Stanford University and the University of California at San Francisco (UCSF) announced last week that they are to dissolve the merger of their hospitals. This ends an experiment that some academic staff felt was threatening research and teaching at the two institutions.

The move for the divorce came last week when Stanford president Gerhard Casper notified University of California officials that he had “with great anguish” concluded that the attempted merger of the medical staffs was doomed. “Energy has been sapped and great weariness has set in,” said Casper in a letter to University of California president Richard Atkinson, who was out of the country. “Many fear paralysis.”

Commenting on Stanford's unexpected withdrawal, Michael Bishop, chancellor of UCSF, said his university had been prepared to try to continue to make the troubled health system work. But, given Stanford's decision, UCSF will now engage in “a cordial dissolution process”. The University of California Board of Regents must still approve the dismantling of the two-year merger, but little opposition is expected.

With an annual operating budget of $1.5 billion, and extensive medical and research expertise at four hospitals in Palo Alto and San Francisco, the joint venture had been intended to create a single enterprise with great financial and intellectual strength. It was hoped it could capitalize on discoveries by bringing them rapidly from the bench to the bedside, thereby bolstering revenues. There were also hopes that the combined medical expertise would draw more patients.

But, in practice, the effort to merge the hospitals ran into many problems. Medical staff had baulked at combining services, reportedly because of concerns about loss of power, individual university identity and pay. And the merger was also hit by reduced government reimbursement for health care which contributed substantially towards the $86 million losses during the past fiscal year.

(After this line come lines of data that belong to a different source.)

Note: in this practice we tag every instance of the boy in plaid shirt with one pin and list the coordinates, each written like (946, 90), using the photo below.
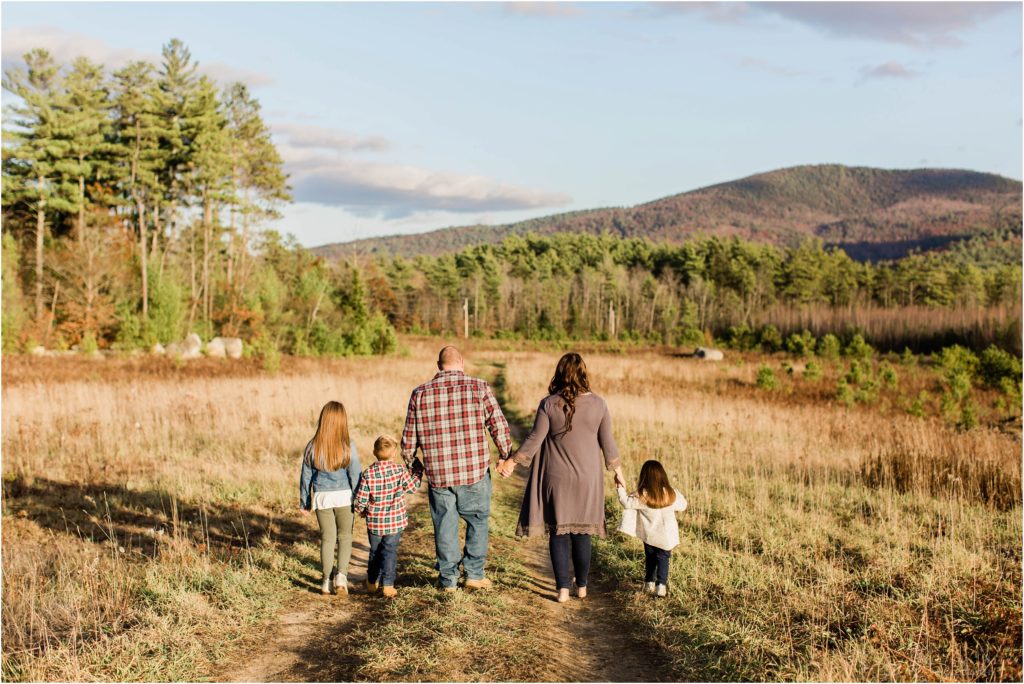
(381, 500)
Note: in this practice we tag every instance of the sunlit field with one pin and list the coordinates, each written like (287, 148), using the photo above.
(148, 514)
(820, 543)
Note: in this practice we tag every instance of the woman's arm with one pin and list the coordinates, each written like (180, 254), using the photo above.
(528, 449)
(305, 477)
(607, 442)
(354, 470)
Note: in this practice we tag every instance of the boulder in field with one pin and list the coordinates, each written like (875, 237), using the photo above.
(709, 354)
(192, 347)
(232, 345)
(215, 348)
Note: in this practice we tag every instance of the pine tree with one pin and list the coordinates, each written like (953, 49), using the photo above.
(85, 124)
(33, 150)
(136, 134)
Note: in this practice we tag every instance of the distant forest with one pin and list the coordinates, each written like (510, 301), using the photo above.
(136, 207)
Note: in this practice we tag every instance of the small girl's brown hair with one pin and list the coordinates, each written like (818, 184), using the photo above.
(385, 447)
(653, 487)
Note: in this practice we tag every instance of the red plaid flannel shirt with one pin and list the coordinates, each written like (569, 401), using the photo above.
(449, 420)
(382, 496)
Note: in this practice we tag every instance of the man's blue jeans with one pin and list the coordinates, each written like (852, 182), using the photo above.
(383, 562)
(472, 504)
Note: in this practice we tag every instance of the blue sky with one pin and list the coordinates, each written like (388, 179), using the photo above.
(406, 117)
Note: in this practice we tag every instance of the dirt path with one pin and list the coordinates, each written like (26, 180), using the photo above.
(585, 640)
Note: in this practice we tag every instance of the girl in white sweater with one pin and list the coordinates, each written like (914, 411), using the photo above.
(650, 516)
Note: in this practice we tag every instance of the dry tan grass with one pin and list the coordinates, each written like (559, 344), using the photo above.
(148, 516)
(820, 543)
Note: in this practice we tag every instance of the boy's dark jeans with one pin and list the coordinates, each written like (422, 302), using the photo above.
(655, 564)
(559, 546)
(383, 564)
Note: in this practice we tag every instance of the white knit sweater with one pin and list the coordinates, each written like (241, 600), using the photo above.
(656, 526)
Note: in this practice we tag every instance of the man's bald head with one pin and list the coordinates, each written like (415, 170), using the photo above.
(450, 358)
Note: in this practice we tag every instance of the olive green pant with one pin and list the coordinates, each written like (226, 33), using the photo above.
(336, 527)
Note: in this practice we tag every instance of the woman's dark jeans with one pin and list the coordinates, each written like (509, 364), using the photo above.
(655, 564)
(559, 546)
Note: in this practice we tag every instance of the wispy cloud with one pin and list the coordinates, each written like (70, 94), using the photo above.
(920, 25)
(324, 172)
(890, 70)
(66, 46)
(543, 8)
(321, 137)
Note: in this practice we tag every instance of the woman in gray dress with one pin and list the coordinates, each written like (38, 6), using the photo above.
(566, 452)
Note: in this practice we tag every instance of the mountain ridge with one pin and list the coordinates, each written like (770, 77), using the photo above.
(871, 213)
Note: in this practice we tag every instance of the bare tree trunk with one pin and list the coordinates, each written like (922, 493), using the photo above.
(40, 233)
(140, 210)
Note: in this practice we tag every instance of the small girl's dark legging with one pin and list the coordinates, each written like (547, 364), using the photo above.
(559, 546)
(655, 564)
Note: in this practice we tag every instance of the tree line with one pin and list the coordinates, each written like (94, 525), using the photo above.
(579, 286)
(135, 206)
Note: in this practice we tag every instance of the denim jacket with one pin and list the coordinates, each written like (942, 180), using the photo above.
(326, 480)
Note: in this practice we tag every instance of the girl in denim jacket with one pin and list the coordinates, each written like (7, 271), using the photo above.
(330, 474)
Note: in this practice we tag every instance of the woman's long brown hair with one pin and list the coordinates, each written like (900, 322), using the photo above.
(332, 445)
(569, 382)
(653, 487)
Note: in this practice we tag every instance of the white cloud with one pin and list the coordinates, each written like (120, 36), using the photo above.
(890, 70)
(394, 190)
(329, 138)
(66, 46)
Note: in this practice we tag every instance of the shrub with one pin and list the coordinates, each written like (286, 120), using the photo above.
(766, 378)
(770, 339)
(994, 366)
(812, 371)
(888, 375)
(801, 344)
(828, 346)
(857, 348)
(843, 392)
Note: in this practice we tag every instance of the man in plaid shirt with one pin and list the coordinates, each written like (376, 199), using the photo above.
(449, 420)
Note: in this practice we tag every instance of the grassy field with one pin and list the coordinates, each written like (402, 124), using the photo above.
(150, 530)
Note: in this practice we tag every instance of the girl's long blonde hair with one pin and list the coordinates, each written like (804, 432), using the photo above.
(332, 445)
(653, 486)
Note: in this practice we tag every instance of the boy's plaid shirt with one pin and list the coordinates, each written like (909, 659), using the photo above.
(449, 419)
(382, 496)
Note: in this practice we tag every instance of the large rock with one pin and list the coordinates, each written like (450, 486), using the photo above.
(232, 345)
(709, 354)
(215, 348)
(192, 347)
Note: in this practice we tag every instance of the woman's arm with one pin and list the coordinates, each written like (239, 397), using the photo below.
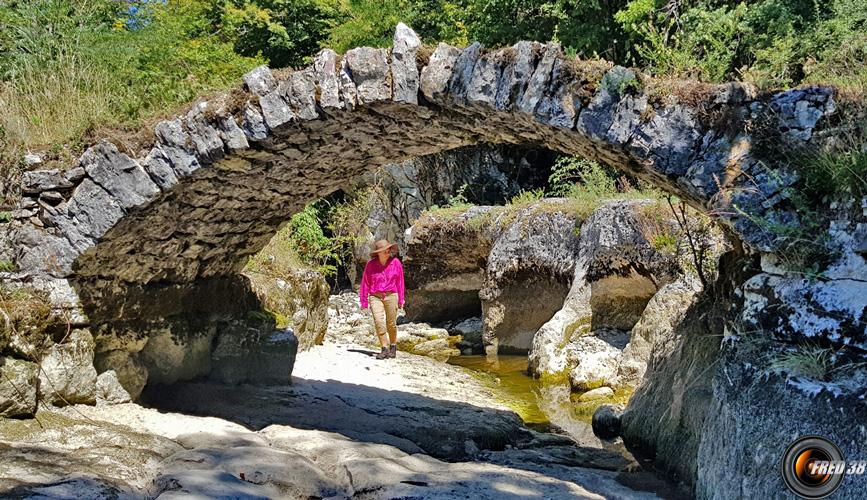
(364, 289)
(400, 289)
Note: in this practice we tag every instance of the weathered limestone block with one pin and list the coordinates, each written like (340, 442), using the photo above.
(174, 143)
(799, 110)
(37, 181)
(483, 85)
(518, 259)
(537, 86)
(67, 375)
(252, 356)
(160, 169)
(616, 273)
(129, 372)
(325, 72)
(462, 73)
(597, 356)
(655, 329)
(403, 65)
(424, 340)
(118, 174)
(18, 383)
(560, 105)
(517, 73)
(260, 81)
(436, 75)
(275, 110)
(109, 391)
(370, 74)
(253, 123)
(301, 94)
(170, 356)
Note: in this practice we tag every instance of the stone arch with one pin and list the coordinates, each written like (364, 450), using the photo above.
(172, 227)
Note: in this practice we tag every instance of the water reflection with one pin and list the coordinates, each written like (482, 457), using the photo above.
(542, 407)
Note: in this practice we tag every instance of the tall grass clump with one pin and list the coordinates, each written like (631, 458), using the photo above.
(68, 68)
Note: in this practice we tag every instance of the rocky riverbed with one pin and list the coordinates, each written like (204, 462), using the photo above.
(348, 426)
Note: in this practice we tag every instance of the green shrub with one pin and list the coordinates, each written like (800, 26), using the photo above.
(805, 360)
(285, 32)
(71, 67)
(527, 197)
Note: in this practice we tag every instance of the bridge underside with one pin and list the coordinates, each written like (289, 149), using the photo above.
(135, 239)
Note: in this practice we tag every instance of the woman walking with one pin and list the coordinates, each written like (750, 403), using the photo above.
(382, 290)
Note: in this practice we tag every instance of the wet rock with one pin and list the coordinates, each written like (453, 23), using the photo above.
(606, 421)
(655, 329)
(109, 391)
(67, 375)
(424, 340)
(260, 81)
(470, 331)
(598, 393)
(18, 383)
(31, 159)
(607, 292)
(65, 455)
(435, 76)
(597, 356)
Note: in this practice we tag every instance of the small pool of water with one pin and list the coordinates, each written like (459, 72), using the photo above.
(543, 407)
(507, 375)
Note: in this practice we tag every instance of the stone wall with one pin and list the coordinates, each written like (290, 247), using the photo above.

The merger has long been controversial among staff at both institutions, largely because some faculty members felt they had little voice in decision-making. In the weeks before Stanford's move, two faculty polls at UCSF — one by the faculty association and the other by the academic senate — each found a small majority in favour of dissolving the merger, by 52 and 53 per cent, respectively.

Warren Gold, a physician who chairs the UCSF faculty association, described the polls as “evidence the university leadership is out of touch with the faculty”. Gold, who has opposed the merger since its inception because he felt its goals were unrealistic, says his association poll of 535 of UCSF's 1,300 faculty members found that 24 per cent felt their ability to conduct research had “worsened” since the merger, while 26 per cent said their ability to teach had also been harmed.

However, Bishop says the senate's poll revealed that 64 per cent of faculty members said they were in favour of the merger provided it was handled properly. Lawrence Pitts, a neurosurgeon who chairs the UCSF academic senate, says the “faculty was disenchanted with the extraordinarily poor administration” of the combined hospital enterprise.

Keith Yamamoto, chairman of the department of cellular and molecular pharmacology, says that, although most basic researchers at UCSF were not affected by the contentious merger environment, physicians with doctorates — particularly young researchers — felt their scientific efforts were threatened by the pressure to produce revenue.

Although there was no poll at Stanford, faculty leaders reported concerns last summer that the requirement to focus excessively on revenues from clinical work could have a negative impact on research.

Casper acknowledges that university officials had always been aware that there was “no overwhelming support of the faculty” for the merger, but had proceeded out of a desire to create a stronger institution.

Overseeing the dissolution will be one of Casper's last major challenges, as he will be stepping down as president next August. He estimates that it will take three to four months to separate the hospital enterprises. The cost will be substantial.